As exciting and engaging as Halo and Call of Duty are, surely they are no match for a group of people bonding, growing and laughing together, in reality.   As a child in the 80s attending youth clubs and summer camps I remember how energised I felt at the prospect of a member of staff facilitating my favourite game. Everyone would shout out what they wanted to play and hope that theirs was the first to be chosen.  Do people think that these types of games simply do not excite anymore?

Well, I train both young people and adults every week and I know for certain the power that well facilitated games can bring to any workshop, but I look at my contemporaries and see hardly any of them using games effectively or productively.
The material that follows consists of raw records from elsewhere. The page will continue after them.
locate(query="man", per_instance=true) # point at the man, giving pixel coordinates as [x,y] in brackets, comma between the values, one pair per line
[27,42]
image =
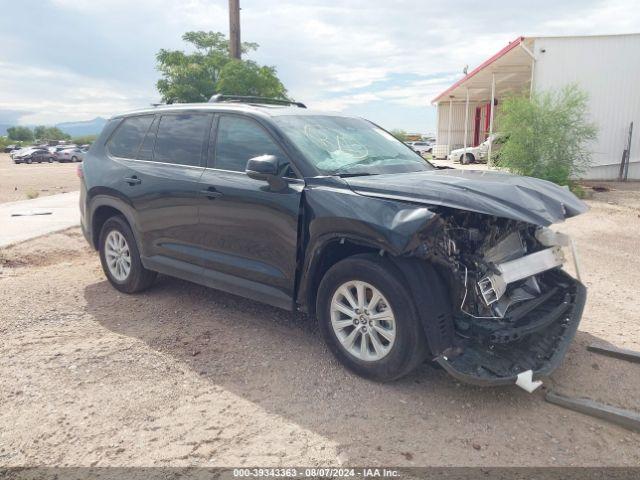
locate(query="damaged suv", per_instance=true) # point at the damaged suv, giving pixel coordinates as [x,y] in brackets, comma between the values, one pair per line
[399,261]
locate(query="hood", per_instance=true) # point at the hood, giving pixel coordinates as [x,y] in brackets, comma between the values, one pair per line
[526,199]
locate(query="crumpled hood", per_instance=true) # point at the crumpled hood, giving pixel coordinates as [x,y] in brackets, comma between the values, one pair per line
[525,199]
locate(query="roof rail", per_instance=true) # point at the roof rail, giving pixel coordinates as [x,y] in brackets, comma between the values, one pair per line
[219,98]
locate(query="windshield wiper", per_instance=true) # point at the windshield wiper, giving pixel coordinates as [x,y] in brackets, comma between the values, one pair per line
[358,174]
[340,171]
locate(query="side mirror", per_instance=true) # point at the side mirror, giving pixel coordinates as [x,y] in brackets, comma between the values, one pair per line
[265,167]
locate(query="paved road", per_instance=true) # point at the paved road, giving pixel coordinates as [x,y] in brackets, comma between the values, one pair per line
[37,217]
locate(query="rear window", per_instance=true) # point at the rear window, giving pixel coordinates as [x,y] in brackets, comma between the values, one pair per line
[127,139]
[181,138]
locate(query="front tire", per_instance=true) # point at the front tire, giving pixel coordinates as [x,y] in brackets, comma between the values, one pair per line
[368,318]
[120,257]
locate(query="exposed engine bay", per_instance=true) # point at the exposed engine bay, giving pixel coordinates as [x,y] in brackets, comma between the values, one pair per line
[512,304]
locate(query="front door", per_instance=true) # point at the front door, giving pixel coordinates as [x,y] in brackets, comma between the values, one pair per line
[161,182]
[249,231]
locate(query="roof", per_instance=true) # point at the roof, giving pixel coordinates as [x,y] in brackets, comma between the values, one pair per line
[512,66]
[263,109]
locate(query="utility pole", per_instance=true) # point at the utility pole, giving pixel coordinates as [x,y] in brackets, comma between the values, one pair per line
[234,28]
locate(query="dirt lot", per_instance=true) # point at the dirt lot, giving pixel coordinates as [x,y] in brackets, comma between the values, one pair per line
[19,182]
[184,375]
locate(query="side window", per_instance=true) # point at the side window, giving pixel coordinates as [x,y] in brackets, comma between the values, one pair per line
[240,139]
[181,138]
[146,150]
[126,140]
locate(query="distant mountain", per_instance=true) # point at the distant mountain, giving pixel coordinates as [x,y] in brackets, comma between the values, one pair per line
[87,127]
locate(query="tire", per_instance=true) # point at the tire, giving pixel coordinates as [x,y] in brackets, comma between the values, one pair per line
[408,348]
[138,278]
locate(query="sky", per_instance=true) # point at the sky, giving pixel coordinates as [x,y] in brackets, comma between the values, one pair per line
[73,60]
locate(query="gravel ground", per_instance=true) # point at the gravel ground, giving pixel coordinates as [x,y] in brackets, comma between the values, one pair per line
[184,375]
[19,182]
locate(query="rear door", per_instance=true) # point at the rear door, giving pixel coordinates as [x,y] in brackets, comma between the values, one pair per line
[161,183]
[249,232]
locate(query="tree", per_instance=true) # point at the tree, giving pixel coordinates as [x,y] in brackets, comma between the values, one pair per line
[20,133]
[39,132]
[399,134]
[196,76]
[239,77]
[84,139]
[546,136]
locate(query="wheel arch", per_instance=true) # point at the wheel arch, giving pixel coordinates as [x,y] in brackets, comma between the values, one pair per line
[103,207]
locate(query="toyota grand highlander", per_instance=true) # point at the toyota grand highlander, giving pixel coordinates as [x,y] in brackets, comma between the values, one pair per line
[399,261]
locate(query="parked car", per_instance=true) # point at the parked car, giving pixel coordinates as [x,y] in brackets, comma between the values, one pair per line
[398,260]
[73,154]
[32,155]
[421,147]
[477,154]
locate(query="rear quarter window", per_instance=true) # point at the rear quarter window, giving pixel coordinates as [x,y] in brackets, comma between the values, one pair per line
[129,135]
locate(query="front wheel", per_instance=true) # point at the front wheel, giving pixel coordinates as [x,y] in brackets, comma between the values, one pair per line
[120,257]
[368,318]
[467,159]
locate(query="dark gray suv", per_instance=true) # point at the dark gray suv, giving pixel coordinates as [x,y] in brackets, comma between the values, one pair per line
[399,261]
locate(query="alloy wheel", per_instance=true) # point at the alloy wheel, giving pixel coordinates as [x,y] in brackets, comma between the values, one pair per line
[363,320]
[117,255]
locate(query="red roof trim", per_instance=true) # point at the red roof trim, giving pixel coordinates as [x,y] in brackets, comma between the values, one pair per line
[483,65]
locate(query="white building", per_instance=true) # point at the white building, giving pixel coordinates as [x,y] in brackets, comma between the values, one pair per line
[607,67]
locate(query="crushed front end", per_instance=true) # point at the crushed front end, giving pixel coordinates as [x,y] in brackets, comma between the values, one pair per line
[513,308]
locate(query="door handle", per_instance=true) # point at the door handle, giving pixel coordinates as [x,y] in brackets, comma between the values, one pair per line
[211,193]
[133,180]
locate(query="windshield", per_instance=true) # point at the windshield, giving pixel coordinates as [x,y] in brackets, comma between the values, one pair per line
[349,146]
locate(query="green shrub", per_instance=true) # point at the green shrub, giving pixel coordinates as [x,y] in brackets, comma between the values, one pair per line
[546,135]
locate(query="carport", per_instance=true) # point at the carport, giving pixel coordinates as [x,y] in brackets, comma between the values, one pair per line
[466,110]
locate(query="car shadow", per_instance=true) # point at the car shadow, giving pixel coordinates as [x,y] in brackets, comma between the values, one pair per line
[278,360]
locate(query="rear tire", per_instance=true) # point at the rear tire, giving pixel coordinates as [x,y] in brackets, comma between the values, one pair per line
[120,257]
[376,276]
[467,159]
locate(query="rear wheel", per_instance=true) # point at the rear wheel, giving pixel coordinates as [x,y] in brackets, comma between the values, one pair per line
[467,159]
[120,257]
[368,318]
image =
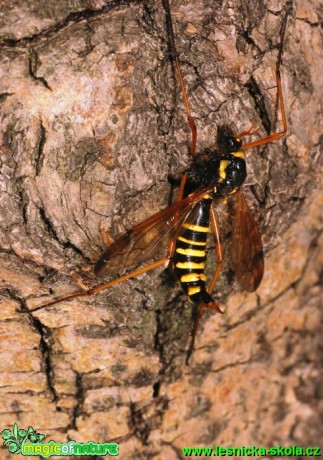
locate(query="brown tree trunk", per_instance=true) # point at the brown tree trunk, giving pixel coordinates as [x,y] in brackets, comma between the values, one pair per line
[92,129]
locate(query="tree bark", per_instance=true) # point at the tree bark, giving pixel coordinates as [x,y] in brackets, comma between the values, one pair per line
[93,132]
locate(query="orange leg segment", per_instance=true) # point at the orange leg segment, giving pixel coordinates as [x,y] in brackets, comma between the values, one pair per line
[275,136]
[218,249]
[190,119]
[107,285]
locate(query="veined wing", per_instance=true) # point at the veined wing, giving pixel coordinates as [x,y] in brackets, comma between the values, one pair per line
[247,252]
[148,238]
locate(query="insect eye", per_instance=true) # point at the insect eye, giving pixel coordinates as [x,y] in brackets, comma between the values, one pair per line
[233,144]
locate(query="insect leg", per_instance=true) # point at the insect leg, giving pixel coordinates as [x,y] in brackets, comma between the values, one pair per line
[282,133]
[174,53]
[107,285]
[218,248]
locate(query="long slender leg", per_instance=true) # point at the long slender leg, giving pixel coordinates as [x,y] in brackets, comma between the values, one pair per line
[190,119]
[107,285]
[218,249]
[282,133]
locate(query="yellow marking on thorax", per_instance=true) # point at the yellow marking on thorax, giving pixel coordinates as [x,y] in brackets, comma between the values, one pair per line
[223,165]
[193,290]
[196,228]
[191,252]
[196,243]
[191,277]
[190,265]
[239,155]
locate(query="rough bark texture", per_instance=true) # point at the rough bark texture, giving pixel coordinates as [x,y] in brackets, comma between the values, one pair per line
[92,128]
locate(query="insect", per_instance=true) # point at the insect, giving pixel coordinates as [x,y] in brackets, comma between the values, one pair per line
[180,231]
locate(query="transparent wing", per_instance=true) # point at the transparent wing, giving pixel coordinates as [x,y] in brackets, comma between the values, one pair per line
[148,238]
[247,252]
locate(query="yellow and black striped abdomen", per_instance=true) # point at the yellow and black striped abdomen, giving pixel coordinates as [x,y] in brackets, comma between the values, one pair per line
[190,253]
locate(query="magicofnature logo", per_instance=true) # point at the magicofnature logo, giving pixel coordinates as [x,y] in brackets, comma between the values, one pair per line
[18,437]
[29,442]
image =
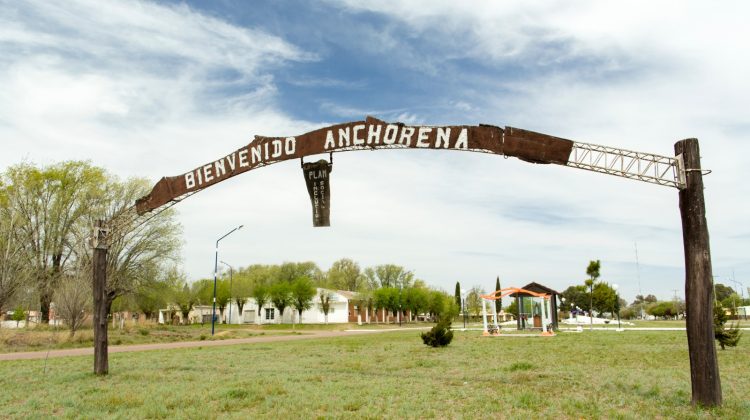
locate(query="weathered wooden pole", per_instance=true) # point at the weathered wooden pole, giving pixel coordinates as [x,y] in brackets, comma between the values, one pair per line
[99,264]
[704,367]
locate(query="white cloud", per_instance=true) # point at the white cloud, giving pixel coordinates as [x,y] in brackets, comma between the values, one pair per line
[152,90]
[636,75]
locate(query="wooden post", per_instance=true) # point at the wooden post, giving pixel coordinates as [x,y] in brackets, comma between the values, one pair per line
[99,264]
[704,367]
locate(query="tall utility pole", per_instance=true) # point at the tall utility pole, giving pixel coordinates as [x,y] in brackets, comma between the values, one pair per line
[704,365]
[638,273]
[216,269]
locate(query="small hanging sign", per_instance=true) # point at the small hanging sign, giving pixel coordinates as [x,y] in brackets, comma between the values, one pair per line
[318,186]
One exception to this is within the organisation ‘Leap Confronting Conflict‘ where I work as an associate, but even then all too often when I co-deliver a workshop, colleagues look to me to lead on any game-based exercise.  In a profession grounded in communication and group development I think this is a terrible thing.  Every trainer should have in their metaphorical tool box a wide selection of games and activities that they can call upon at any time to support whatever piece of learning has been identified as necessary, in addition to having the skills to adapt and develop new games to meet need.

It is these indispensible skills and knowledge that the workshop GameTrain the Trainers is working towards disseminating.  Used appropriately and to their fullest games have the power to:

  • energise
  • relax
  • engage learners
  • create focus
  • develop teamship
  • empower participants
  • create comfort in the space
  • generate a dynamic atmosphere
  • introduce and cement learning
  • draw analogies with real-life
  • elicit metaphors
  • create shared outcomes
  • develop strategic thinking
  • practice effective communication

All while having fun!

Show me an Xbox game that can do all that and I’ll happily incorporate it into my next workshop.